The 2D histogram we created depicts the correlation between the two variables. We chose to remove outliers because a majority of our data comes from smaller companies relative to others on the list. From our analysis, it appears there is a negative correlation between the two variables, though it is not a strong relationship. Furthermore, we observe that as a company receives more funding, the likelihood of layoffs decreases.

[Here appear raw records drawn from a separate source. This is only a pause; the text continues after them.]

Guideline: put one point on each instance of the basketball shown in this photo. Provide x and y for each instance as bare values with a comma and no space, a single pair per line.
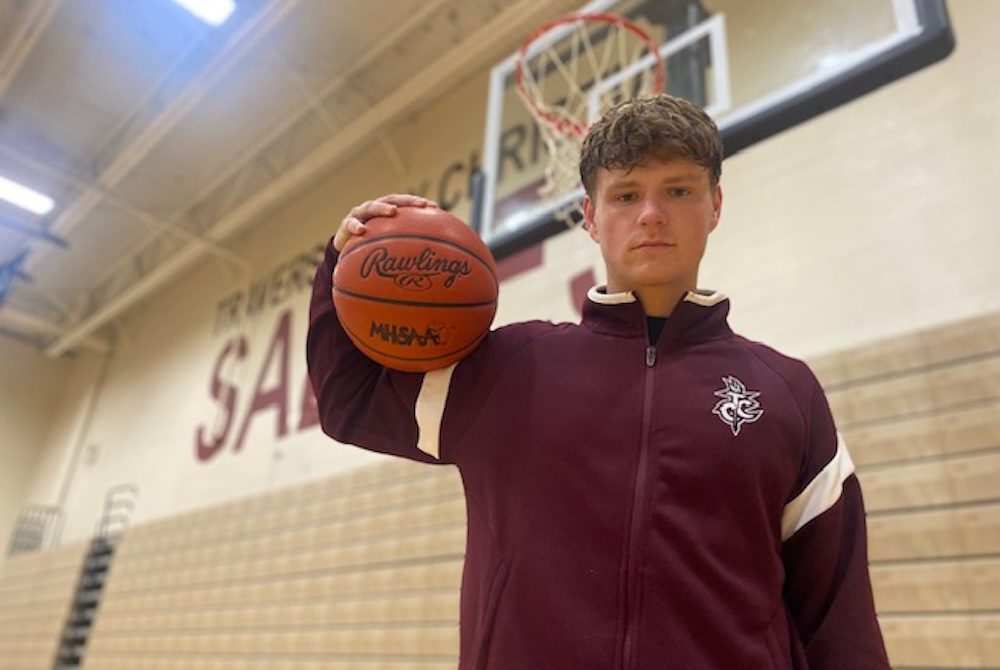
417,291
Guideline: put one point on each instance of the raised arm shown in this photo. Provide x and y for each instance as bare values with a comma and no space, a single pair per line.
359,401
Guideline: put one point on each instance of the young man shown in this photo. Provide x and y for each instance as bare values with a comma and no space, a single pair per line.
645,490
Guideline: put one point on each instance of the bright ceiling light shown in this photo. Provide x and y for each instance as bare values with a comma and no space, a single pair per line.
25,198
213,12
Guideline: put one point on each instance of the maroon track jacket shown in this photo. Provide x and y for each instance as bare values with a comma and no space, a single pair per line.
683,505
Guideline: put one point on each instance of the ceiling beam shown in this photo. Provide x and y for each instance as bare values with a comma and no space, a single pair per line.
476,49
32,326
241,44
37,16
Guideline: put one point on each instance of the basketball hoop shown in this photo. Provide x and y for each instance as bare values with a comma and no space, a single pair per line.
568,73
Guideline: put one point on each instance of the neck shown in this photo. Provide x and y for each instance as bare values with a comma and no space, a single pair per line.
660,302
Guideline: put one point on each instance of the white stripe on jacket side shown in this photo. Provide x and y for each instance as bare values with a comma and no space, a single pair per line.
430,409
821,494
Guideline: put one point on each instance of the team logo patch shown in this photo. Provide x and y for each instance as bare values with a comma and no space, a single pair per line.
738,405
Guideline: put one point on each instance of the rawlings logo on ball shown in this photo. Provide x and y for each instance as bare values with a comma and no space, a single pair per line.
413,273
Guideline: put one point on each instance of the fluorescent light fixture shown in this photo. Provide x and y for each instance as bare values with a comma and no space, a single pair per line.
25,198
213,12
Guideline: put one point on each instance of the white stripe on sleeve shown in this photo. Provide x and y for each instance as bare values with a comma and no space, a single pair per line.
430,409
821,494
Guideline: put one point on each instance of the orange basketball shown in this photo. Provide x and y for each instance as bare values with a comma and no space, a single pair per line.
417,291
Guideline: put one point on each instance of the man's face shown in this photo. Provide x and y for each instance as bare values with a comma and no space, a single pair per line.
652,223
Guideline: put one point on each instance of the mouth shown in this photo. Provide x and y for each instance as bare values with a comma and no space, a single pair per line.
653,244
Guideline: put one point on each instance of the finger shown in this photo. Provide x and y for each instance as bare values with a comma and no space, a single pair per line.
408,200
349,228
371,209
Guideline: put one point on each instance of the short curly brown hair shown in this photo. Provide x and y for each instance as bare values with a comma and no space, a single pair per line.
662,127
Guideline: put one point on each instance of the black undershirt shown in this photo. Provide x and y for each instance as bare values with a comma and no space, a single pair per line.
655,325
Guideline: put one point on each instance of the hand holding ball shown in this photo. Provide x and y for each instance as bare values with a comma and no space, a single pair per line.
416,292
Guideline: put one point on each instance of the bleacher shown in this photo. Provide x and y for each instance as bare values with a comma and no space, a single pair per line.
361,571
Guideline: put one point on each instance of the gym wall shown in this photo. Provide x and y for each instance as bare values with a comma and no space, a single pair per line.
869,222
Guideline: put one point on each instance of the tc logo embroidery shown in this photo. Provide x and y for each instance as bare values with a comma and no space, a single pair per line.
738,405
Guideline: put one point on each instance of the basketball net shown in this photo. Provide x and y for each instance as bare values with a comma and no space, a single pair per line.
569,72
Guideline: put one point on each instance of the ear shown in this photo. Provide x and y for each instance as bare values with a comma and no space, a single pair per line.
716,207
588,218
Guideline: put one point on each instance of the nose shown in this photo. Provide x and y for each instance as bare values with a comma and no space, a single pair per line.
652,211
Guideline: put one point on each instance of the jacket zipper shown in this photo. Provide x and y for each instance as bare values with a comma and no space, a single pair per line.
635,523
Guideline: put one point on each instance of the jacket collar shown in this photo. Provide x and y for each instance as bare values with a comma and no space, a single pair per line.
698,316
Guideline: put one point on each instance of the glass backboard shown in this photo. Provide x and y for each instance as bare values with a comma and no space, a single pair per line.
756,67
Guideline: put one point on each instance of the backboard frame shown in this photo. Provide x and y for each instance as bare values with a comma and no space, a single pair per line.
923,37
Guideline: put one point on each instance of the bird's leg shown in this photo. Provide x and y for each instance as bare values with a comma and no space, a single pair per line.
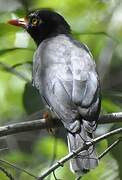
48,117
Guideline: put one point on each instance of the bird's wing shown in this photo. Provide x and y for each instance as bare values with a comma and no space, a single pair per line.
85,92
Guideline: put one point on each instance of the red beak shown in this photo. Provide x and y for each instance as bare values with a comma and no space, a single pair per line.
19,22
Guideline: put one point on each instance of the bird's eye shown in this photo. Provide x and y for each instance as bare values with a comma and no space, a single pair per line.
34,21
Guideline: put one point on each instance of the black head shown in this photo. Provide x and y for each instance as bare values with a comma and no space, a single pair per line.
44,23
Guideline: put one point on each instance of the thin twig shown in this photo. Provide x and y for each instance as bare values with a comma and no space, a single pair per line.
63,160
17,167
109,148
6,173
44,124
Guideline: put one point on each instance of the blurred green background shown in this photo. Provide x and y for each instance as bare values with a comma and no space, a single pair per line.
97,23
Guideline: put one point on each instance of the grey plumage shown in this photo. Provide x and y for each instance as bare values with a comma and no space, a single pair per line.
65,74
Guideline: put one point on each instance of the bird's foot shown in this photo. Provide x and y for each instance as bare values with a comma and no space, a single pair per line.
47,116
75,126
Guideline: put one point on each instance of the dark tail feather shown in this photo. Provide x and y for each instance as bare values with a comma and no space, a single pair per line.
87,159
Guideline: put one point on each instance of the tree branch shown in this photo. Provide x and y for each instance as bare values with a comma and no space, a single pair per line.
63,160
52,123
109,148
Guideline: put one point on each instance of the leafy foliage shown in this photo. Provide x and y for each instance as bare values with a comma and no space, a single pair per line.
97,23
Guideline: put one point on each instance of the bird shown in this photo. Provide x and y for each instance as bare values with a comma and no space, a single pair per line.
65,74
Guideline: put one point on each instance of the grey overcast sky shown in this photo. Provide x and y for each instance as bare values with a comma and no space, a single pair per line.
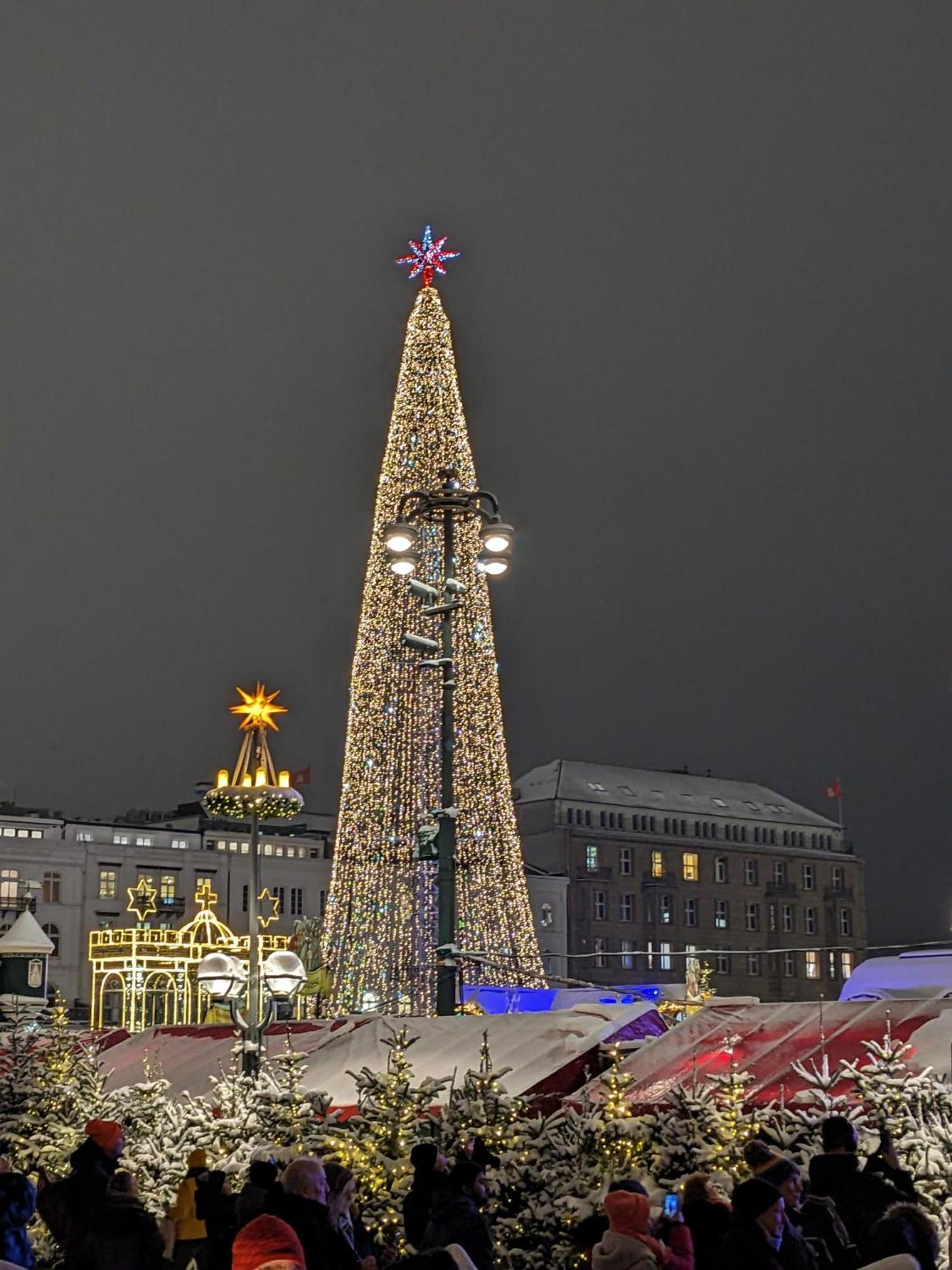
703,324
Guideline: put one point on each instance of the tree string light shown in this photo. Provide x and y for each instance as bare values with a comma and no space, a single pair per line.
381,920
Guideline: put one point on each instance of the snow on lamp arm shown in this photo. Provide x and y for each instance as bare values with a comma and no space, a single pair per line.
427,257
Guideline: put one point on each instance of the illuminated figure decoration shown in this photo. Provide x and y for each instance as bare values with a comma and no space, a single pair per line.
142,900
145,977
380,928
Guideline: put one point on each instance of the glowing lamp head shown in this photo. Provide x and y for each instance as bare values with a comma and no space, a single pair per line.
497,538
221,976
399,538
284,973
493,566
406,565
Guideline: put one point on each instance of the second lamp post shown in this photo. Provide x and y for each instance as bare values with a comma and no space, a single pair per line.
445,507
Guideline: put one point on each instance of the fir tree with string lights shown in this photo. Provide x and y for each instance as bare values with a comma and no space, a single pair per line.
380,930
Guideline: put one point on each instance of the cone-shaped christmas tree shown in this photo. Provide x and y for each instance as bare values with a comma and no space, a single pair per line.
380,933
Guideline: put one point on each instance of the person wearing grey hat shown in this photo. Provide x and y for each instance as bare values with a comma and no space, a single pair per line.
756,1230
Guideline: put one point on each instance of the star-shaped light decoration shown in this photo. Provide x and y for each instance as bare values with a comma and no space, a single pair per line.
266,899
205,897
142,900
258,708
427,257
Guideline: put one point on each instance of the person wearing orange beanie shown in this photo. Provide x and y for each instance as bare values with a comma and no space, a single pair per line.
267,1244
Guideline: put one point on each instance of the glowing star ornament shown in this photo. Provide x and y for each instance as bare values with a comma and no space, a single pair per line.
142,900
266,900
258,708
427,257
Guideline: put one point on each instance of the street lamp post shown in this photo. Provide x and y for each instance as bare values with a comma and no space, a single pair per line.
255,792
445,506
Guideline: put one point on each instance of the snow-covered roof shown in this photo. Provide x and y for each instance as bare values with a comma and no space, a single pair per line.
538,1047
26,937
663,792
918,976
767,1039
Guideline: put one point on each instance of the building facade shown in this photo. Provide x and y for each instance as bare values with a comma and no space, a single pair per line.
667,867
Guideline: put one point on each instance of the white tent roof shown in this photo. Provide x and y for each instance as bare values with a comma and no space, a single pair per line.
26,937
535,1046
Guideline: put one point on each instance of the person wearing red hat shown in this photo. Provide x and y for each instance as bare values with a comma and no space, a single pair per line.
267,1244
70,1206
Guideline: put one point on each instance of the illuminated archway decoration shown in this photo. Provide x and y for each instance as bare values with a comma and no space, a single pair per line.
153,972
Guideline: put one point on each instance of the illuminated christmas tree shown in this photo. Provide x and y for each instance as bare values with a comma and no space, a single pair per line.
380,933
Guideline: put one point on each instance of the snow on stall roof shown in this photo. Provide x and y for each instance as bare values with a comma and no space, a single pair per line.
767,1039
535,1046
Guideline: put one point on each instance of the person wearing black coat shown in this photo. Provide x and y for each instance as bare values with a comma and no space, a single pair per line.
863,1197
18,1203
756,1230
121,1234
708,1219
430,1178
456,1217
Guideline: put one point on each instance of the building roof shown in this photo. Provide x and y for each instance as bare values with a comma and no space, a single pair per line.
26,937
663,792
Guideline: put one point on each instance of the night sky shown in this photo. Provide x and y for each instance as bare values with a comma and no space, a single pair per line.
703,323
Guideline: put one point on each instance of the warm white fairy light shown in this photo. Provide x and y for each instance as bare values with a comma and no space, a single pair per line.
381,921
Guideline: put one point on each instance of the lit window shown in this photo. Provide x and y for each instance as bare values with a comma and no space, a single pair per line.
53,934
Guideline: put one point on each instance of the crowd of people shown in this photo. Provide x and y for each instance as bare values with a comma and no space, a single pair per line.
307,1216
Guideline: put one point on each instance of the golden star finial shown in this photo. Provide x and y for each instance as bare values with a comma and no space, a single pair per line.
258,709
142,900
275,901
205,897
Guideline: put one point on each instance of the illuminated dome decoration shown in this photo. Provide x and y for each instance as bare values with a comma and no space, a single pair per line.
380,929
255,789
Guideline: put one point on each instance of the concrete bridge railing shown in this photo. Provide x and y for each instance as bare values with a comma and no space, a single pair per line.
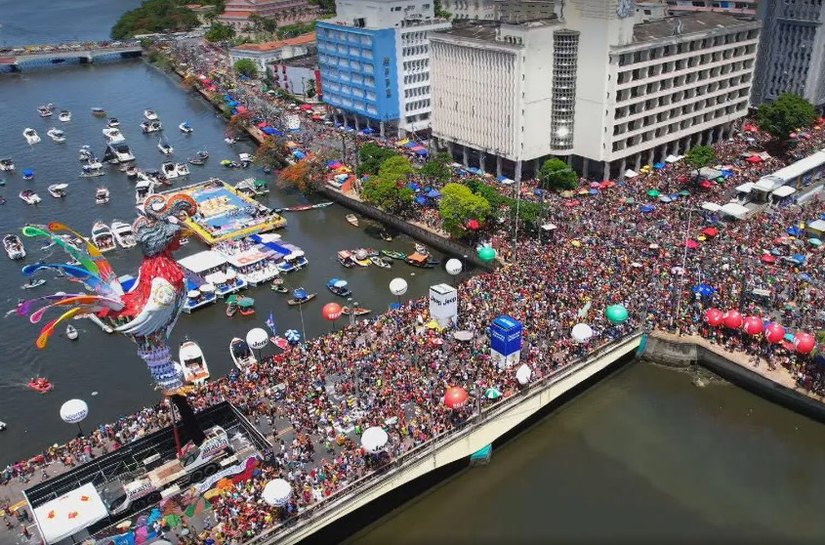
449,447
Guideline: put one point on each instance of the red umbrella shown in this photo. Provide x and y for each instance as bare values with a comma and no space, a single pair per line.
456,397
713,316
753,325
732,319
774,333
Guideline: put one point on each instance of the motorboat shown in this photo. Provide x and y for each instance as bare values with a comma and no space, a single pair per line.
193,363
113,135
165,147
40,385
151,126
31,136
102,195
102,237
242,356
338,287
56,135
29,196
58,191
123,234
14,246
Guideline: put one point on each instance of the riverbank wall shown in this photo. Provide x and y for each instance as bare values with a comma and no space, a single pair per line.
674,351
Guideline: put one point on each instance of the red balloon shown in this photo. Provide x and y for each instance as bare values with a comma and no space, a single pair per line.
331,311
774,333
456,397
753,325
713,316
732,319
804,343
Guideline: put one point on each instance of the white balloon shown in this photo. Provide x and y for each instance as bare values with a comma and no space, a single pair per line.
74,411
398,286
454,266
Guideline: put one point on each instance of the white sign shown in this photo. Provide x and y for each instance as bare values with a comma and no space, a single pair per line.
444,304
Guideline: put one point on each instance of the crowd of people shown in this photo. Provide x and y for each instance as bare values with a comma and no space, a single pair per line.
617,245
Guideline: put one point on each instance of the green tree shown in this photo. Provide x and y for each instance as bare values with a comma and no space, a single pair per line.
437,168
458,205
246,67
556,174
784,115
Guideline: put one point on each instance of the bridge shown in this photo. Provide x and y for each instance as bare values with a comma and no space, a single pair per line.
14,60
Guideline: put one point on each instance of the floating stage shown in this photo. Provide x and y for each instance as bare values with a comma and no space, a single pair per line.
225,214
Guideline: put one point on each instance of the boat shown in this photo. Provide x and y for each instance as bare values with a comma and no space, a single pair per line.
102,237
192,361
338,287
113,135
165,147
29,196
33,283
31,136
123,234
242,356
40,385
151,126
58,191
378,262
359,311
14,246
392,254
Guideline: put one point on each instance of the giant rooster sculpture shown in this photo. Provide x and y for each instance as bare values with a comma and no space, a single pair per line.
148,312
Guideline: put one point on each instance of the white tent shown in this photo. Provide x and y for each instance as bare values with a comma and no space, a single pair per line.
69,514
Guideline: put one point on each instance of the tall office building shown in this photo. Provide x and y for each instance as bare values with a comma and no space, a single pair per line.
374,62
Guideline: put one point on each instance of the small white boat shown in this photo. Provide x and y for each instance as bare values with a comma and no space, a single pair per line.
29,197
102,237
56,135
58,191
14,246
193,363
242,356
123,233
102,195
31,136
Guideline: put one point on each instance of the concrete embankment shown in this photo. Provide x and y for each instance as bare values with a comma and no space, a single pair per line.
775,386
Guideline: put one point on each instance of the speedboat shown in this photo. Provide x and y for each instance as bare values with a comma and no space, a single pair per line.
29,196
123,234
56,135
14,246
58,191
242,356
113,135
102,195
31,136
193,363
102,237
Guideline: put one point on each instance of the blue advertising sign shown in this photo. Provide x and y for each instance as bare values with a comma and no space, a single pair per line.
505,335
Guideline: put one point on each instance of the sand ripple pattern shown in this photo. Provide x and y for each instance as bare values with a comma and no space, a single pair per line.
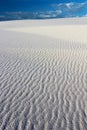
43,89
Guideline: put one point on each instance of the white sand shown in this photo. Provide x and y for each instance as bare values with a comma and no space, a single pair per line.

The majority of the darker shaded blue squares are concentrated on the left side of the plot, where funding is lower.

In [None]:
no_outliers = df[df.get('Funding') < 120000]
outcome, predictors = patsy.dmatrices('Percentage ~ Funding', no_outliers)
model = sm.OLS(outcome, predictors)
results = model.fit()
slope = results.params[1]
print("P-value:", results.pvalues[1])
print("T-test:", results.tvalues[1])  
print("Slope:", slope)

The results of the t-test revealed a statistically significant difference between the means of the two groups (p = 0.0124). Given the obtained p-value of 0.0124, which is less than the conventional significance level of 0.05, we can reject the null hypothesis and conclude that there is a significant difference between the groups.

The negative t-statistic (-2.50) indicates that the mean of 'Percentage' is lower than the mean of 'Funding'. This suggests that there is a meaningful difference in the outcome variable between the two groups, with 'Percentage' exhibiting lower values compared to 'Funding'.

Furthermore, the negative slope of the line indicates a negative correlation between the two variables, as highlighted in the 2D Histogram. This corroborates the observed difference between the means and provides additional evidence of the relationship between 'Percentage' and 'Funding'.